I remember being in endless fights when I was younger. Nicknamed “Anarchy” when I moved from Las Vegas, Nevada to Nashville, Tennessee in the late 80s, I got into a fist fight at the mall over my nickname the first week I was there. I dug the word “Anarchy,” but just not the way it was placed toward me. My hair went in my face for almost a year, secluding myself from hate. But still, fight after fight, I continued to stand up for what I believed in. Eventually, they got used to the fact that I was prepared to do whatever I had to. I couldn’t live with myself if I traded my beliefs in for their acceptance. Eventually, nobody wanted to fight me anymore, and then came respect. Not from everyone, of course, because this respect made some of them hate me even more. Those were the same people who wanted the dignity that I had for myself, but they weren’t willing to sacrifice their popularity for it. Those poor, jealous people. They’re probably security guards now. But I don’t really mean that, because if I did, then I wouldn’t be any better than them. That same type of ignorance would drag me down to their level-somewhere I hope I’ll never be.
The main focal point to pay attention to is “questioning your actions.” The prime ingredient that’s remained from this mindset of questioning yourself. It’s the most important thing I’ve learned-maybe not directly, but indirectly-the effect from the cause. Some of us, including me at times, have lost track of it. For what? Money? Publicity? Those sound like legitimate factors for prejudice, but I’m afraid it’ll always be the common denominator of fear.

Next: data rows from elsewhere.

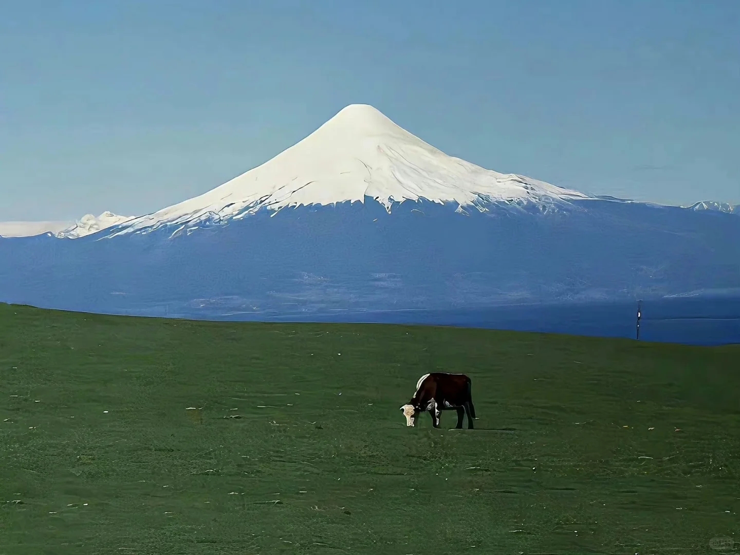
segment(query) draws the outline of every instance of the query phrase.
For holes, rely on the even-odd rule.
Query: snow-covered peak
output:
[[[420,198],[485,209],[490,201],[551,204],[589,198],[448,156],[373,107],[352,104],[261,166],[204,195],[126,222],[111,236],[163,225],[177,231],[206,220],[243,218],[262,207],[277,211],[364,202],[366,196],[388,211],[394,201]]]
[[[59,238],[77,239],[85,235],[97,233],[115,225],[132,220],[134,216],[119,216],[112,212],[104,212],[99,216],[87,214],[69,227],[57,232],[54,235]]]

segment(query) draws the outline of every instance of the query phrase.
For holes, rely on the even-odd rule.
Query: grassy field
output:
[[[477,429],[406,427],[433,370]],[[0,305],[0,375],[3,554],[740,543],[738,347]]]

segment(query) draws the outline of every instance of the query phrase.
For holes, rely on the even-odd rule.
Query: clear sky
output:
[[[6,2],[0,221],[151,212],[354,103],[500,172],[740,203],[740,1]]]

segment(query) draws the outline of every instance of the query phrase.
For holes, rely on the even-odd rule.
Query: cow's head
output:
[[[406,417],[406,426],[414,426],[414,420],[416,419],[417,409],[413,405],[404,405],[401,407],[403,416]]]

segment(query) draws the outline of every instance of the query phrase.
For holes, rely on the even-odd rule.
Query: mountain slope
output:
[[[571,307],[519,328],[551,332],[574,329],[574,303],[621,303],[628,309],[617,316],[594,309],[600,320],[579,332],[632,337],[636,298],[740,297],[736,215],[484,169],[362,105],[204,195],[138,218],[103,216],[61,235],[74,240],[0,240],[0,301],[468,326],[500,323],[504,305]],[[733,337],[733,317],[722,316]],[[716,329],[704,337],[723,340]]]
[[[491,201],[545,207],[588,198],[448,156],[375,108],[352,104],[261,166],[204,195],[132,220],[110,235],[239,219],[263,207],[277,211],[286,206],[364,202],[366,197],[387,210],[393,202],[407,199],[485,209],[483,205]]]

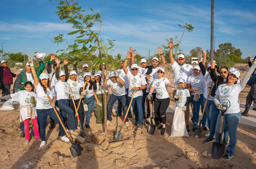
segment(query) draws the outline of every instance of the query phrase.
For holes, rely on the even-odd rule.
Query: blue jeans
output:
[[[193,99],[194,95],[191,95],[191,101],[193,104],[193,122],[194,123],[194,127],[198,127],[198,119],[199,118],[199,111],[200,110],[200,106],[201,105],[201,111],[202,113],[204,111],[204,94],[200,95],[200,99],[197,101],[196,101]],[[203,120],[202,120],[202,126],[203,127],[206,127],[207,122],[207,117],[206,116],[204,115]]]
[[[60,115],[58,111],[57,110],[56,111],[60,118],[62,121],[62,123],[63,123],[63,119],[62,119],[61,116]],[[62,126],[59,120],[59,118],[56,115],[56,113],[54,111],[53,108],[47,109],[36,109],[36,114],[37,114],[37,119],[39,122],[39,126],[40,126],[39,131],[42,140],[46,141],[45,139],[45,128],[46,128],[46,126],[47,125],[46,122],[47,122],[47,116],[48,116],[48,115],[52,117],[59,124],[59,135],[63,137],[66,135],[64,129],[62,128]],[[74,115],[73,115],[73,116],[74,116]]]
[[[125,95],[125,97],[126,97],[126,100],[128,101],[127,101],[126,104],[127,108],[129,106],[129,104],[130,104],[130,101],[129,101],[129,97],[128,96],[128,89],[129,88],[125,89],[125,90],[126,90],[126,93],[127,93],[126,95]],[[122,104],[121,103],[121,102],[118,100],[118,104],[117,107],[117,113],[120,115],[122,115]],[[131,109],[129,109],[129,111],[128,111],[128,115],[131,115]]]
[[[63,123],[65,125],[65,122],[67,118],[67,113],[68,113],[68,119],[67,120],[67,128],[69,130],[75,130],[76,124],[75,116],[74,116],[74,110],[69,107],[69,99],[61,99],[56,101],[56,106],[61,110],[61,115],[63,119]]]
[[[117,96],[113,94],[112,94],[109,97],[109,103],[108,103],[108,105],[106,108],[106,119],[107,120],[111,122],[112,121],[112,117],[111,116],[112,114],[112,108],[113,107],[114,103],[115,103],[117,100],[118,100],[118,101],[120,101],[121,104],[122,104],[122,112],[124,114],[124,118],[126,115],[126,112],[127,111],[127,109],[128,108],[128,107],[127,106],[127,102],[128,101],[126,99],[126,96],[125,95]],[[121,110],[121,114],[122,114],[122,110]],[[129,121],[128,117],[127,116],[126,117],[126,119],[125,119],[125,122],[128,122]]]
[[[130,101],[131,97],[129,97]],[[134,97],[131,102],[131,106],[135,115],[135,122],[138,122],[139,126],[143,126],[143,112],[142,110],[142,96]]]
[[[211,115],[210,117],[211,119],[211,128],[210,130],[210,135],[209,137],[211,139],[213,139],[214,134],[215,133],[215,129],[216,128],[216,123],[218,116],[220,113],[220,109],[217,108],[217,106],[214,103],[213,104],[211,110]],[[220,125],[219,125],[219,128],[220,128]],[[218,135],[218,136],[219,135]],[[229,128],[227,124],[224,129],[224,138],[227,139],[229,138]]]
[[[225,129],[226,126],[228,124],[229,134],[230,139],[229,145],[228,147],[228,149],[227,150],[226,154],[229,156],[234,155],[234,150],[236,148],[236,131],[237,130],[237,127],[238,126],[238,123],[241,117],[241,112],[237,113],[224,114],[221,133],[222,135],[222,133]],[[220,112],[216,124],[216,128],[215,129],[215,137],[216,142],[218,142],[219,138],[219,132],[221,118],[221,113]],[[221,139],[220,139],[220,142],[222,143]]]
[[[84,111],[84,115],[86,115],[85,123],[86,125],[89,125],[90,124],[91,115],[92,114],[92,111],[93,110],[93,105],[94,105],[95,100],[95,99],[94,95],[93,95],[89,98],[84,97],[83,99],[84,103],[86,103],[88,106],[88,111],[87,111],[86,112]],[[82,125],[84,125],[84,120]]]

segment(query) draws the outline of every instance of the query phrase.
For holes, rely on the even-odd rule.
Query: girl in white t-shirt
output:
[[[195,65],[193,69],[193,74],[187,79],[187,87],[191,92],[191,102],[193,105],[193,122],[194,128],[192,131],[195,132],[197,129],[197,123],[199,118],[199,110],[201,106],[201,112],[203,112],[204,107],[204,92],[206,88],[205,79],[201,71],[199,65]],[[202,126],[204,131],[207,130],[207,118],[204,116],[202,121]]]
[[[170,83],[168,79],[163,77],[164,71],[164,69],[162,68],[160,68],[157,70],[158,79],[153,81],[150,92],[147,96],[147,99],[152,101],[153,100],[152,93],[155,90],[156,98],[154,100],[155,114],[156,115],[156,117],[162,124],[158,128],[158,130],[162,129],[162,135],[166,133],[166,110],[170,104],[170,97],[167,88],[171,87],[176,90],[184,89],[184,86],[175,86]]]
[[[222,105],[227,106],[227,110],[223,117],[222,134],[227,125],[229,125],[229,133],[230,138],[229,145],[227,153],[223,158],[230,160],[234,155],[234,151],[236,144],[236,131],[238,123],[241,117],[240,105],[238,101],[239,93],[246,86],[251,74],[256,68],[256,62],[254,62],[251,68],[240,83],[238,83],[240,73],[234,70],[229,73],[227,83],[219,86],[216,90],[214,103],[219,109],[222,108]],[[219,131],[221,122],[221,113],[220,112],[215,129],[215,137],[218,141]],[[221,143],[221,139],[220,142]]]
[[[39,136],[37,123],[37,115],[36,109],[36,95],[32,91],[33,84],[31,81],[25,82],[24,88],[25,90],[20,90],[16,93],[0,97],[0,99],[11,99],[13,101],[18,101],[20,104],[20,121],[24,123],[25,131],[25,144],[27,144],[29,137],[29,119],[31,119],[35,131],[35,139],[42,141]]]
[[[40,135],[42,138],[42,142],[40,147],[44,146],[46,144],[45,139],[45,128],[46,128],[47,117],[49,115],[59,124],[60,135],[62,140],[65,142],[69,141],[68,138],[65,135],[65,133],[62,128],[59,118],[56,115],[52,107],[55,107],[55,94],[54,90],[50,86],[50,81],[49,80],[48,75],[46,73],[42,73],[39,76],[40,80],[39,81],[36,72],[34,67],[34,63],[32,57],[29,57],[29,63],[31,67],[31,71],[34,76],[34,81],[35,86],[36,90],[36,98],[37,101],[36,105],[36,114],[38,122],[40,126]],[[52,103],[51,104],[47,96],[49,96],[51,99],[52,101]],[[58,111],[59,116],[61,120],[61,117]]]

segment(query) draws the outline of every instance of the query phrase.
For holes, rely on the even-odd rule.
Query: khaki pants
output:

The main ingredient in any problem, really. But that’s what it technically boils down to-overcoming those fears. Always nervous approaching something new, you’re not quite sure what’s going to happen, because you’ll never know if you don’t try.
That’s the beauty of it-when you overstep that little voice in your head telling you “no,” yyou do it anyway. The feeling you get when you’ve conquered your own fears is something you can only give to yourself. Stepping over your own bullshit. Better than any drug … skateboarding.